Hitchcock, C. J.
The first error assigned in this case is, that there was no service of process upon the defendant below, the present plaintiff in error. Had this been a judgment by default, this error might have been well assigned, but the record shows an appearance of the parties by their attorneys, that a plea was filed, an issue made up, and the case, by agreement, submitted to the court. Upon the record, then, it is apparent that the plaintiff in error had a day in court, and having submitted to the jurisdiction, it is too late for him now to complain that he was not served with process. It is proper to say, in addition, that a summons was issued in the case, and service accepted by the same attorneys, who afterwards appeared in court and made defense.

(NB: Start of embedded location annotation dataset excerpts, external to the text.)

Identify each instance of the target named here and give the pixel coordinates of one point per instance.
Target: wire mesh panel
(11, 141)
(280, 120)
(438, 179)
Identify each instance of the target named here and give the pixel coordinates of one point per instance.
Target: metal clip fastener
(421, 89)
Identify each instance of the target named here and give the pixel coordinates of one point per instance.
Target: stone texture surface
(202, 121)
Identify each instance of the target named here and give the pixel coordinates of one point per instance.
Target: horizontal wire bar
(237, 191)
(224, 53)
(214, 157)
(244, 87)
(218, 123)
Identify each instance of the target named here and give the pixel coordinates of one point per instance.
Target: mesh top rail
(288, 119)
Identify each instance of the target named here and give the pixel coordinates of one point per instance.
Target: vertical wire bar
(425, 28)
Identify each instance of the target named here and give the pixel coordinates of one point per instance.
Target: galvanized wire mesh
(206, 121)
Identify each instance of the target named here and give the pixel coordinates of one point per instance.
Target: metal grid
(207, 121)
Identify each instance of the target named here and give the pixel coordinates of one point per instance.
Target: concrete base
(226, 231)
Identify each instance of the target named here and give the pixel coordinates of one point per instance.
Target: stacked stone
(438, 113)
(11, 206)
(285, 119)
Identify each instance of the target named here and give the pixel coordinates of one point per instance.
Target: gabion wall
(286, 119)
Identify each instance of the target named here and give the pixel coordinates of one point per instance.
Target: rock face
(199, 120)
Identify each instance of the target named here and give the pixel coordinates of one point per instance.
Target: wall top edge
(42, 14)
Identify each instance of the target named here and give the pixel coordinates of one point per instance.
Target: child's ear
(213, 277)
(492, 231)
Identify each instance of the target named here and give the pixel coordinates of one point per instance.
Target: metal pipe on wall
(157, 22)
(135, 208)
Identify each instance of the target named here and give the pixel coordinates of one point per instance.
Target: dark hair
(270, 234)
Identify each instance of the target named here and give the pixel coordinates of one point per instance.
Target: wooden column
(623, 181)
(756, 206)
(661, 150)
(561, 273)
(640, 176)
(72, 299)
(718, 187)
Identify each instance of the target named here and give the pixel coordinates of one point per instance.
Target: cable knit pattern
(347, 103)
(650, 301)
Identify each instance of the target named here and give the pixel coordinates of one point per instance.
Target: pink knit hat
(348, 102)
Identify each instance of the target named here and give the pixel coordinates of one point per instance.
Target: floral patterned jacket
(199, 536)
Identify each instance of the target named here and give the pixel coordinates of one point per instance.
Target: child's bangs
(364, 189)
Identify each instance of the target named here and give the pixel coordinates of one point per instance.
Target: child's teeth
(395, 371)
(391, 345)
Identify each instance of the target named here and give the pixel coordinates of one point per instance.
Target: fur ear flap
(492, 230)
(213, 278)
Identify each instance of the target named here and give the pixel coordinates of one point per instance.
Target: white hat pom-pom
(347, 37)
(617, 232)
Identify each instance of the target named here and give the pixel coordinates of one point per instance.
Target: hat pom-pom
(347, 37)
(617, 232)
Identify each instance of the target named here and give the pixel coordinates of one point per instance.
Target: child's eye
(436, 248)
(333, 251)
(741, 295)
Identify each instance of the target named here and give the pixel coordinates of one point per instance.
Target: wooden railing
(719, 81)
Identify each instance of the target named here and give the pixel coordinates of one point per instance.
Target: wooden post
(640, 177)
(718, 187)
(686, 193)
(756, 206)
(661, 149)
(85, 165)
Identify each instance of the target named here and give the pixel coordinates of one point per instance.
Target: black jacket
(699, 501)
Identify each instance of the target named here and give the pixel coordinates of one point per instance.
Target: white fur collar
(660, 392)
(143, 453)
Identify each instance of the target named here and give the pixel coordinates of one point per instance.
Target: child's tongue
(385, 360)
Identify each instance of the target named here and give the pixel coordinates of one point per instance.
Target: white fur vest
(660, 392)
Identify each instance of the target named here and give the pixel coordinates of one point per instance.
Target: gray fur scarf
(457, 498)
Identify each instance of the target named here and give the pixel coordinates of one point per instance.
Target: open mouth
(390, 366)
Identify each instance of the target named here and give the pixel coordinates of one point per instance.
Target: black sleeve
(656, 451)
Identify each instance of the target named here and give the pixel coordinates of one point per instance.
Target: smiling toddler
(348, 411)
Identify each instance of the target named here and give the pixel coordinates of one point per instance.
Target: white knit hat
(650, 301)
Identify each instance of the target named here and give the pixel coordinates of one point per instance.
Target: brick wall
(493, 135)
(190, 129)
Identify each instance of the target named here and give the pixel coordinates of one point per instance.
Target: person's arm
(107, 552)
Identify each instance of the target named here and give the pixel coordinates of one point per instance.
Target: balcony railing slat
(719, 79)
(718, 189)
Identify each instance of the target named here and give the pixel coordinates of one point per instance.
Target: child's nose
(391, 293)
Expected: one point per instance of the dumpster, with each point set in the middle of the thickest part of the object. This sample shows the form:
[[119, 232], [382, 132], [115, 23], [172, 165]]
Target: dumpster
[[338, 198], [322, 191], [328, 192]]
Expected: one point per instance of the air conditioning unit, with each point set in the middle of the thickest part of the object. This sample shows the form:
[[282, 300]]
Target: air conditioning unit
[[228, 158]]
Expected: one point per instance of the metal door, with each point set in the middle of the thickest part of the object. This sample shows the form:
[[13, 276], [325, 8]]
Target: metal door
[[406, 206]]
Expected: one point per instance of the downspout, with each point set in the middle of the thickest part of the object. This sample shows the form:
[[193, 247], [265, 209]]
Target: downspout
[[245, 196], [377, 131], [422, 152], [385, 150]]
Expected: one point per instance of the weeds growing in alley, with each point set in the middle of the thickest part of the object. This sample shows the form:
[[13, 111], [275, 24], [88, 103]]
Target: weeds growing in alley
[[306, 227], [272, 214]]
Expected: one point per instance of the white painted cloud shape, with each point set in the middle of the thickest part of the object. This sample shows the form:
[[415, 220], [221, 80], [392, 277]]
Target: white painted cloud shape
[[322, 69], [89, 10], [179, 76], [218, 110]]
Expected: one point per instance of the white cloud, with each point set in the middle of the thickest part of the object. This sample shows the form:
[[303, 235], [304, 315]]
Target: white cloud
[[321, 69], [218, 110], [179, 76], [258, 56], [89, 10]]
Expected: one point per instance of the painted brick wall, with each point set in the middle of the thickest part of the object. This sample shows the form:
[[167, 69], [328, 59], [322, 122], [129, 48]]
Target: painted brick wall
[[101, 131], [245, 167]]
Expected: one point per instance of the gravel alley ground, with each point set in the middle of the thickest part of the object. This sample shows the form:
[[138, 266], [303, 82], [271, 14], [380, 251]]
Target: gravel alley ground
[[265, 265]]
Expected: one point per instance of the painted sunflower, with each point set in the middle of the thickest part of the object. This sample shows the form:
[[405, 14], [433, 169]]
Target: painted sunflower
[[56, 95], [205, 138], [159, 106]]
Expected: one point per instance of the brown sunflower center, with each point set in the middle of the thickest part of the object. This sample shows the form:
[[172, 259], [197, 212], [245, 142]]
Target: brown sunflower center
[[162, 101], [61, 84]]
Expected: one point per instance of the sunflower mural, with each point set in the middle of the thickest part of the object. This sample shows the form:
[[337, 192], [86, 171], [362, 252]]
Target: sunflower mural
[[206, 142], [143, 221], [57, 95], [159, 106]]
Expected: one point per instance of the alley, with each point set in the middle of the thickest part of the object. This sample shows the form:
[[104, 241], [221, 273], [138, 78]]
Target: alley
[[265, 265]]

The second and third errors relied upon are, that these attorneys were not authorized to accept service of process, nor to appear and defend in the action. This is not an error apparent upon the record, but is outside the record. If it be an error at all, if is an error of fact and not of law, and such assignment cannot be joined with errors in law. But if the plaintiff in error has sustained an injury by the improper interference of these attorneys, his appropriate remedy is not by writ of error to remove the cause to a superior court. Errors in fact are corrected by the court where committed. This is not, however, one of those errors in fact which could be corrected by the court in which it was committed by writ of error coram nobis. That court had the power, and upon proper showing would have set aside or vacated the judgment, on motion, and let the defendant in to defend. (3 Ohio Rep. 521.) But as the attorney for the plaintiff in error has gone out of the record to make this assignment, it is perhaps proper for the court to go so far out of the record as to say, that there is evidence among the papers in the case which fully satisfies us that the attorneys who appeared to the action in the court below, were fully authorized so to do.
The fourth error assigned is, that the plaintiffs have declared and obtained judgment by the name of Latimore, Jenkins & Co., without setting out the names of the persons constituting the company.
This is an objection which, if raised at all, should have been done by plea in abatement. But it is no valid objection. This mode of declaring-is expressly authorized by the act of February 27, 1846 — (44 Ohio L. 66.)
The plaintiff says, there are other errors in the record, but we have not been able to discover them.
The judgment of the Court of Common Pleas is affirmed with costs.